BINCHY LECTURE:THE 1937 Constitution owes more to the European constitutional tradition than to the influence of Catholic social teaching, according to High Court judge Mr Justice Gerard Hogan.
He was giving the Binchy Memorial Lecture to the Burren Law School at the weekend.
He said the drafters of the Constitution drew heavily on the German Weimar constitution, largely written by the liberal Jewish lawyer and politician Hugo Preuss.
“He probably had as much influence on the drafting of our Constitution as anyone outside the drafting team and Mr de Valera himself,” he said.

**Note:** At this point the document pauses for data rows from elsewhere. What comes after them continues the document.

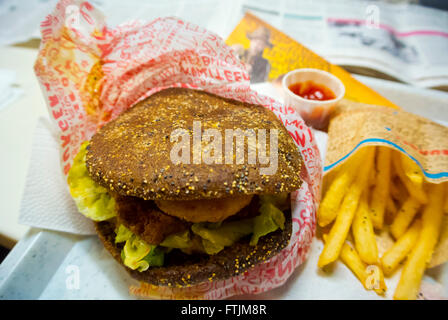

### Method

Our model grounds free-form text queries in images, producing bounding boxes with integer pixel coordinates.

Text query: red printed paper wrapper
[35,1,322,299]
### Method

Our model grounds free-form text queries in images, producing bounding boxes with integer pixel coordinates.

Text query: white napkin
[19,118,327,235]
[19,118,95,235]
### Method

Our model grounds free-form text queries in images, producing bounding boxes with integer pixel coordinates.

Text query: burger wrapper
[35,1,322,299]
[324,100,448,267]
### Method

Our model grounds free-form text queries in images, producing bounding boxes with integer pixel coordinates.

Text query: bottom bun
[95,211,292,287]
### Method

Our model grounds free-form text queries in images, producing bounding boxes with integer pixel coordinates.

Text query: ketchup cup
[282,68,345,130]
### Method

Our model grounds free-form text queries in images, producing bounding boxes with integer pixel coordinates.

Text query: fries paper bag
[324,100,448,183]
[35,1,322,299]
[324,100,448,267]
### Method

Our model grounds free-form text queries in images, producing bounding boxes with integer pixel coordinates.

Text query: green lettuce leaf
[250,196,285,246]
[115,224,133,243]
[191,219,253,254]
[67,141,116,221]
[121,231,165,272]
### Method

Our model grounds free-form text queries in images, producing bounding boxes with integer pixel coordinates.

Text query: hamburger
[68,88,303,287]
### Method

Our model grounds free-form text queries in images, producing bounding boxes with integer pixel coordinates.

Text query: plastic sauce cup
[282,68,345,130]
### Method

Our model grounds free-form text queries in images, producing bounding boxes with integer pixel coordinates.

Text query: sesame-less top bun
[86,88,303,200]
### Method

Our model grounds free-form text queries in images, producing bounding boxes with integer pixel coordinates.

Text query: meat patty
[115,196,191,245]
[114,194,260,245]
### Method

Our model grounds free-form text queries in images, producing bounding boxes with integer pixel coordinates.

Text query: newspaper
[0,0,448,90]
[226,13,399,108]
[236,0,448,87]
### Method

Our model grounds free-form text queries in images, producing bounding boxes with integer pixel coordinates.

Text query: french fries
[317,146,448,299]
[318,147,375,268]
[400,154,424,188]
[352,192,378,264]
[390,196,421,239]
[394,184,444,300]
[390,180,409,203]
[392,153,428,204]
[443,182,448,214]
[370,148,391,229]
[317,150,365,227]
[384,197,398,224]
[323,234,387,295]
[381,220,422,276]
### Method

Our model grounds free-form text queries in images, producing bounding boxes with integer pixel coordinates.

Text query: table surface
[0,47,448,248]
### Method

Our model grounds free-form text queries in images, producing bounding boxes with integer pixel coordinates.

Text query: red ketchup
[288,80,336,101]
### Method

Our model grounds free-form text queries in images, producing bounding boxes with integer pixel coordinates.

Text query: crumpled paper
[19,118,95,235]
[28,0,322,299]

He pointed to many parallels between the documents, including a preamble; the prescription of the colours of the national flag; the assertion of popular sovereignty; a popularly elected president, with a seven-year term and open to every citizen over the age of 35, and who had similar powers in both constitutions; guarantees of the protection of liberty and dwelling in similar terms; and an invocation of the rules of international law, which was a new element to common law constitutions.
Other common provisions were the protection for marriage and motherhood; parental autonomy over children, but with the proviso for state intervention in exceptional cases; recognition of the right to property and the right to inherit; while also acknowledging the right to form unions and the state’s duty to protect workers from exploitation.

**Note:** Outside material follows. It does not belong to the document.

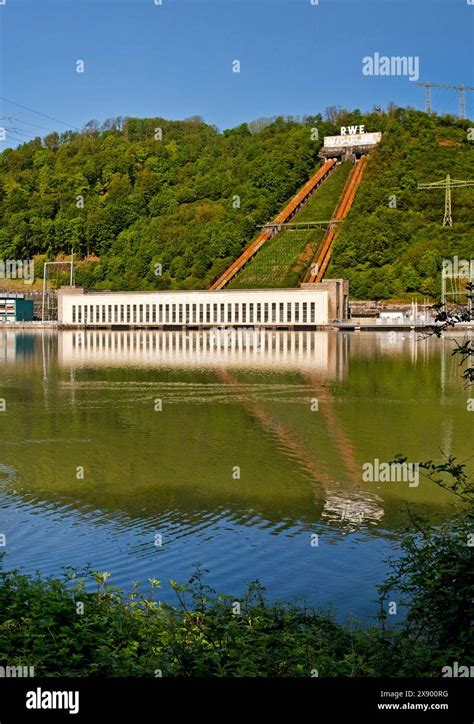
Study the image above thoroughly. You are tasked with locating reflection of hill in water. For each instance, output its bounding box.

Both constitutions provided for the protection of individual rights, while also acknowledging socio-economic rights, he said.
He said that the 1980 book by JH Whyte, Church and State in Modern Ireland, which stated that certain articles in the Constitution “were obviously marked by Catholic thought”, has influenced much debate on the Constitution since. However, he pointed out that the recognition of the “special position” of the Catholic Church, now repealed, as the religion of the great majority of the people, echoed the 1801 Concordat between the pope and Napoleon.
This clearly influenced other constitutions, and a similar provision exists in the Polish constitution of 1921.